Accordingly, in these embodiments in which input queue 106 is a FIFO queue, instructions can be processed in the order in which they were received with the oldest instruction received being processed before the more-recently received instructions. In some embodiments, input queue 106 can be a work queue that can receive one or more scheduled tasks/services associated with the instruction.
[0027] An example of the information output to input queue 106 by AE component 104 can be as shown in FIG. 3. FIG. 3 is a block diagram
illustrating an embodiment of a format for a work message facilitating multi-word atomic operation support in an SoC. Repetitive description of like elements employed in respective embodiments of systems and/or apparatus described herein are omitted for sake of brevity.
[0028] In FIG. 3, one or more portions of the instruction received by AE component 104 can include the format or content shown as work message 300. In some embodiments, the interface between CPU 110 and AE component 104 can be AtomicUpdateCmd Message based.
[0029] In some embodiments, work message 300 can be 32 bytes long while, in other embodiments, work message 300 can be 64 bytes long. Work message 300 can include a number of different fields, which can be in any order and/or can be adjacent or non-adjacent one another. The embodiment of work message 300 shown includes message format field 302, opcode field 304, operand field 306 and message sequence number (MSN) field 308.
[0030] Message format field 302 can be provided in a byte of information of work message 300. For example, message format field can be the first byte of information in work message 300, and can describe the layout (e.g., number of bytes, etc.) of work message 300.
[0031] Opcode field 304 can include information specifying one or more operations to be performed as part of the instruction. The operations can be extracted from work message 300 by AE component 104 and identified as operations to be performed via the instruction. In the example shown, opcode field 304 includes a Fetch-and-Add CPU instruction 310, an Update CPU instruction 312 and a Compare-and-Swap CPU instruction 314. In other embodiments, one or more of the instructions can be provided in opcode field 304 and/or one or more different instructions can be provided in opcode field 304. In various embodiments, instructions indicated in opcode field 304 can be atomic instructions. [0032] Fetch-and-Add CPU instruction 310 is an atomic instruction that can increment the contents of a memory location.
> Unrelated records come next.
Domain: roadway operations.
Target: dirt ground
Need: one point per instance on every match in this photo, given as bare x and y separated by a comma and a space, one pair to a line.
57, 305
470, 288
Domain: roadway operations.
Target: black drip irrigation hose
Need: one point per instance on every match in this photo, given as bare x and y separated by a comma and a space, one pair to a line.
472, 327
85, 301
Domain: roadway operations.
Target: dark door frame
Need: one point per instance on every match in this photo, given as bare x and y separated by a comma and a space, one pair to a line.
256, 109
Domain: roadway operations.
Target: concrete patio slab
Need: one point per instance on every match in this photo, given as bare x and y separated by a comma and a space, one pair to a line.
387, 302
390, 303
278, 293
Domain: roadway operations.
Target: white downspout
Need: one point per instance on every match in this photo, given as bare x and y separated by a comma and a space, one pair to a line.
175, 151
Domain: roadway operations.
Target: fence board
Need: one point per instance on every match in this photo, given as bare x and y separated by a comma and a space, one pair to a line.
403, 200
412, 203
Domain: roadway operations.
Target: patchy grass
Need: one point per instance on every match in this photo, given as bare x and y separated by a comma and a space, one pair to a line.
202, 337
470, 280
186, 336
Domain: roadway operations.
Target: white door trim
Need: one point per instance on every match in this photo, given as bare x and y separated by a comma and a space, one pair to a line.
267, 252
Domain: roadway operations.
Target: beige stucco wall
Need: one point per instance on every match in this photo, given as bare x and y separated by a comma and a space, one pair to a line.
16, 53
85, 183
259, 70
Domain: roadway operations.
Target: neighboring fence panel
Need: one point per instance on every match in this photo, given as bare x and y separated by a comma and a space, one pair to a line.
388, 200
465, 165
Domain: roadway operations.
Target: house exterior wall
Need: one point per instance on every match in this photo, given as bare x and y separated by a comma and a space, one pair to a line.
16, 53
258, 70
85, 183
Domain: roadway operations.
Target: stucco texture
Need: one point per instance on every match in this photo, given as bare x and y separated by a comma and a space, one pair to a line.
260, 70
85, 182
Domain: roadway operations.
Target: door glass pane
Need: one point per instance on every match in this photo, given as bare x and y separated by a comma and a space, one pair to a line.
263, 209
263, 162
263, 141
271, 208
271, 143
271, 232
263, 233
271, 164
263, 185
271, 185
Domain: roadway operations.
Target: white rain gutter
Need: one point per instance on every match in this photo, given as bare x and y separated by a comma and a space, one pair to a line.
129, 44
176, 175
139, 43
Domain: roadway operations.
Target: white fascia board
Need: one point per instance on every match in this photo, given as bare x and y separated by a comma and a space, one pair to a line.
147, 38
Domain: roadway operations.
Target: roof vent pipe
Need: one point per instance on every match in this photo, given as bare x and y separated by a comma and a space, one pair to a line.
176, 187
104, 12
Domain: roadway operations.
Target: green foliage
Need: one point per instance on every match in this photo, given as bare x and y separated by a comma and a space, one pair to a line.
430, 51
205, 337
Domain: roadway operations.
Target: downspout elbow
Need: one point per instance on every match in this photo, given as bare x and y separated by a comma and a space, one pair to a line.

For example, the memory location can be specified by an address and the Fetch-and-Add CPU instruction 310 can atomically modify the information at the memory location. A Fetch-and- Add CPU instruction 310 increments the value at the memory location by an amount indicated by the Fetch-and-Add operand 316 within operand field 306.
[0033] In some embodiments, the Fetch-and-Add CPU instruction 310 can be 16 bytes in embodiments in which the work message format 300 is 32 bytes long. The 16 bytes Fetch-and-Add CPU instruction 310 can include a Fetch-and-Add 0 CPU instruction (not shown), which can be employed for an atomic read while an Ld SIMD can be employed for 128 bit read from a memory location. As used herein, "Ld" represents a load instruction and "SIMD" represents a single instruction multiple data operation.
[0034] In some embodiments, as shown, opcode field 304 can also include an Update CPU instruction 312 and a Compare-and-Swap CPU instruction 314. Update CPU instruction 312 can update information at a memory location with a new value indicated by the information stored at Update operand 318.
[0035] Compare-and-Swap CPU instruction 314 can be an atomic instruction that can compare the contents of a memory location to a given value and, only if the value and the contents of the memory location are the same, store a third value into the memory location.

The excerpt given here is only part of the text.